窗外的天色才微微發亮,屋內暖和的溫度讓不緣的靈魂企圖再度陷入沉眠。
“阿——緣!”鈴見不緣隻是勉強抬了抬眼皮,旋即又要墜迴夢鄉,頓時鼓起臉頰,湊到他耳邊提高了音量
“鈴.....天纔剛亮啊.....”不緣勉強從被窩裡探出半個腦袋,聲音黏糊糊的,帶著濃重的睡意,望向窗外的眼神寫滿了不情願。
昨天與張顏幾人溝通任務細節直至深夜,睡眠嚴重不足,此刻連睜開眼都彷彿要用儘全身力氣。
“今天是陰天,已經不早了!”鈴說著,伸手毫不猶豫地掀開了被子。
冷空氣瞬間席捲全身,讓不緣一個激靈。更巧的是,此刻空洞內的化身似乎也正經曆某種不適,兩邊的寒意彷彿產生了共鳴。

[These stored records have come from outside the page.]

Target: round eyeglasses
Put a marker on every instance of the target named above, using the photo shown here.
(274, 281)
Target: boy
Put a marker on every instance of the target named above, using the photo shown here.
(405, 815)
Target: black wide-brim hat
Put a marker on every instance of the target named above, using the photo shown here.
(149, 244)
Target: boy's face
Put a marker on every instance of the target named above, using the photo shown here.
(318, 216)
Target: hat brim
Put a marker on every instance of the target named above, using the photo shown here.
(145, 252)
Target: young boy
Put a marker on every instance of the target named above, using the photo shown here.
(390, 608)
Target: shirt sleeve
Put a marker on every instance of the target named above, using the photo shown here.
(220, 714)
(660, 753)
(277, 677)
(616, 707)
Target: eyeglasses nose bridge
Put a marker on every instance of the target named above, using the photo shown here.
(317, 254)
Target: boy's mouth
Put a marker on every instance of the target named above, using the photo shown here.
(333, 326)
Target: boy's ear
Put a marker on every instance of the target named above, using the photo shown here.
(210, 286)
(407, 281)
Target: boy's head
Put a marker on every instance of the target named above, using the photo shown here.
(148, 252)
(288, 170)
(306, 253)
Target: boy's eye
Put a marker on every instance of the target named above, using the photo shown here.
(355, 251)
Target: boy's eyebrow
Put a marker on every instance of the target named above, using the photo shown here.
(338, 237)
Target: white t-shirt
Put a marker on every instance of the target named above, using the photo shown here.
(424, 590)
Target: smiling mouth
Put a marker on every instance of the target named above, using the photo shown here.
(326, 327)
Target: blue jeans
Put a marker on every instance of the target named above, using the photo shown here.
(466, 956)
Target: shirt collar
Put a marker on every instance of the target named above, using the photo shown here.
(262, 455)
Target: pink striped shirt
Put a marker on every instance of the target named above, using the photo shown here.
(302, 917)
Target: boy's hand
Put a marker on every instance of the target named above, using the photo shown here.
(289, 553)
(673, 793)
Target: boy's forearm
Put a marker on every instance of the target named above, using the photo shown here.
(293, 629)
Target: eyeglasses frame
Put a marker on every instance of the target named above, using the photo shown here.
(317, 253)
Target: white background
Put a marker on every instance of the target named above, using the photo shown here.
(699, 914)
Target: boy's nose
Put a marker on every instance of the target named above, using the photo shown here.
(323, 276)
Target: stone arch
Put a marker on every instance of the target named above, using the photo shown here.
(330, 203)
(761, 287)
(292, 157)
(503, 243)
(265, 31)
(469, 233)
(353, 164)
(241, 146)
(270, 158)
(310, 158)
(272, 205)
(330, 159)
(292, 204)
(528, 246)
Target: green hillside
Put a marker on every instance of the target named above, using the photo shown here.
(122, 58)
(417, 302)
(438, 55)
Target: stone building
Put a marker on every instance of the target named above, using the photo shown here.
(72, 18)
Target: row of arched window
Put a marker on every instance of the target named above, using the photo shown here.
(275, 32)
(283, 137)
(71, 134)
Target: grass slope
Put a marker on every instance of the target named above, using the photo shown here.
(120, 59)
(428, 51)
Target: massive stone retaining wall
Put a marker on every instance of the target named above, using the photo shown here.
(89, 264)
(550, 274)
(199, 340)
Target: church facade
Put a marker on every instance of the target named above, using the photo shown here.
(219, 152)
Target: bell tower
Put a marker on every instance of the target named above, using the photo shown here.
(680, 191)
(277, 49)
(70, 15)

“嘶——”不緣在被子被掀開的刹那,變回了雪白的狐狸形態,團成一個毛茸茸的圓球,試圖保留最後一點溫暖。“行吧行吧。空洞那邊我先處理一下。”
見眼前的狐狸突然冇了動靜,鈴無奈地歎了口氣,伸手將他提溜起來,抱在懷裡。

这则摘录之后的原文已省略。